Bercy vante la « pertinence économique » du deal
Aux yeux de l'exécutif, le rachat de OneWeb doit surtout permettre à Eutelsat d'être présent sur « le marché en croissance » des constellations de satellites télécoms. « Il y a une vraie pertinence économique », renchérit Bercy. D'après le ministère, Eutelsat risquait d'aller dans le mur, dans les années à venir, en campant sur son business des satellites géostationnaires, dont l'activité est au mieux « stagnante ». Bref, selon Bercy, la constellation OneWeb lui offre un avenir, des perspectives de croissance, dans un environnement ultra-concurrentiel et où « le marché se consolide ».
Outre le fait que le gouvernement britannique disposera d'une participation de 11% dans le nouvel ensemble, le fait que Londres conserve ses « droits spéciaux » a ému plusieurs observateurs. D'après le Financial Times, ces droits comprennent « un droit de veto sur certains clients jugés indésirables pour des raisons de sécurité nationale, ainsi qu'un droit de regard sur la chaîne d'approvisionnement et les décisions de lancement ». Interrogé à ce sujet, Bercy souligne que ces droits spéciaux ne concerneront que les activités de OneWeb et de sa constellation, mais pas celles d'Eutelsat.
Constellation européenne : « Eutelsat aura sa place »

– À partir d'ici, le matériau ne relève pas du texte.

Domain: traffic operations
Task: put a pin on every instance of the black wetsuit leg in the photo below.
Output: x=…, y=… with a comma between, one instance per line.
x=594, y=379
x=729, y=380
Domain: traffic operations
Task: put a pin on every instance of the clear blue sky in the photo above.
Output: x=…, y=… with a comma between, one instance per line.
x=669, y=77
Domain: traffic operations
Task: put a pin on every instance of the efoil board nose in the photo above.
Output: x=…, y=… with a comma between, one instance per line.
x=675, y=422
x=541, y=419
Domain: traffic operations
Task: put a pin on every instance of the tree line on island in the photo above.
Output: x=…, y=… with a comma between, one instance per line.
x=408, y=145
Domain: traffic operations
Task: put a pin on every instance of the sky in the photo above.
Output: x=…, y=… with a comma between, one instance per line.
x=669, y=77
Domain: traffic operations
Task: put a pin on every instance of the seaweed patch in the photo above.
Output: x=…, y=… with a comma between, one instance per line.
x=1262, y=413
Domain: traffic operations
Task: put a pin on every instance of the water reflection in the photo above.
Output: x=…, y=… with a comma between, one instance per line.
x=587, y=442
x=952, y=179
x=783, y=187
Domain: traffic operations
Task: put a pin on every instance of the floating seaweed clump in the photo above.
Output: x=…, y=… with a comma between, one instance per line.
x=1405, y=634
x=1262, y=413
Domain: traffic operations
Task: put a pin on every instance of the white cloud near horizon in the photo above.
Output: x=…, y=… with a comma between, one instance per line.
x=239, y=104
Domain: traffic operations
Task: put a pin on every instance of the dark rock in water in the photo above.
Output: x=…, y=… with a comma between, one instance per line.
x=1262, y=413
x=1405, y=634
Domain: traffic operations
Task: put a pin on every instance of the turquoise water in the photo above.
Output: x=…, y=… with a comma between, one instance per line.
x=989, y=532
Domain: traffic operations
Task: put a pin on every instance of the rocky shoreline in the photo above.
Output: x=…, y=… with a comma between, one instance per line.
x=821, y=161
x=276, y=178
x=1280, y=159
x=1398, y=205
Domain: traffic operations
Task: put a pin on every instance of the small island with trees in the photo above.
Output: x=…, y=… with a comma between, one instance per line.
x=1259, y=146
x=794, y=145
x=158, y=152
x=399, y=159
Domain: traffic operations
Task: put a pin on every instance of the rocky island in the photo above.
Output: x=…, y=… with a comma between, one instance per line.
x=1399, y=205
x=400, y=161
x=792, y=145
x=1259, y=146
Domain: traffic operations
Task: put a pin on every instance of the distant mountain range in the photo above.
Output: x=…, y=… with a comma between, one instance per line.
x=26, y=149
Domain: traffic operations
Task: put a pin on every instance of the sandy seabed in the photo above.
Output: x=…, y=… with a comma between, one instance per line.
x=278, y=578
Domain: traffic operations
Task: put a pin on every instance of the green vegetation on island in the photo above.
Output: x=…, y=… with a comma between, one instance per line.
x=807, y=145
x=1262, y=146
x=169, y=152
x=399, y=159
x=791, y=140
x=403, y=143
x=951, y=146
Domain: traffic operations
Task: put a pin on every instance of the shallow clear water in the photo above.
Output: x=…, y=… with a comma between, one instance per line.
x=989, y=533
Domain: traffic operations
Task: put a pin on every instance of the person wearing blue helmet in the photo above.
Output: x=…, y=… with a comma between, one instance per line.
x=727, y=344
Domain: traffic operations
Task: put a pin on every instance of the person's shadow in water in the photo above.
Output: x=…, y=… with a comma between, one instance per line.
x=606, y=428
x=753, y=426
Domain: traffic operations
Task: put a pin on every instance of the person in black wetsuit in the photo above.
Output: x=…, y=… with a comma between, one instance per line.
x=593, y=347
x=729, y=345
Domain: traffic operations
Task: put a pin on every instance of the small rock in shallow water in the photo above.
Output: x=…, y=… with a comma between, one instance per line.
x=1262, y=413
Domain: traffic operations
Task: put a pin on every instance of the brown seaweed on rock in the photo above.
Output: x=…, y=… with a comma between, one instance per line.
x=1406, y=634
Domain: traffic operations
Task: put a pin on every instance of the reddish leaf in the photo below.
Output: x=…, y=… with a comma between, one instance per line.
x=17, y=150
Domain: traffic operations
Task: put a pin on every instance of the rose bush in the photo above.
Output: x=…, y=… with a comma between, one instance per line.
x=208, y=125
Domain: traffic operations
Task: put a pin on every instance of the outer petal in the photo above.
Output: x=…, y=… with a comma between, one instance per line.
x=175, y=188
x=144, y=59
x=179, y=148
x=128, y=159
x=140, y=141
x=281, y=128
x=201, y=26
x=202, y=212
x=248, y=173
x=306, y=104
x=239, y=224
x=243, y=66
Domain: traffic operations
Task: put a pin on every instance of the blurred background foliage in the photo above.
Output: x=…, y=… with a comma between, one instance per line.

Cette fusion ne risque-t-elle pas, également, de nuire à la filière spatiale française? Il faut dire qu'Eutelsat fait fabriquer ses satellites à Airbus ou Thales Alenia Space, et compte sur Ariane pour plus de la moitié de ses lancements... Rassurant, Bercy assure que « la politique d'achat d'Eutelsat n'a pas vocation à changer avec cette opération ». Enfin, Eutelsat pourra bien candidater au projet de constellation souveraine de l'Union européenne. « Eutelsat aura sa place », affirme le ministère. Même si « l'entreprise devra présenter un schéma protecteur pour ce projet souverain ».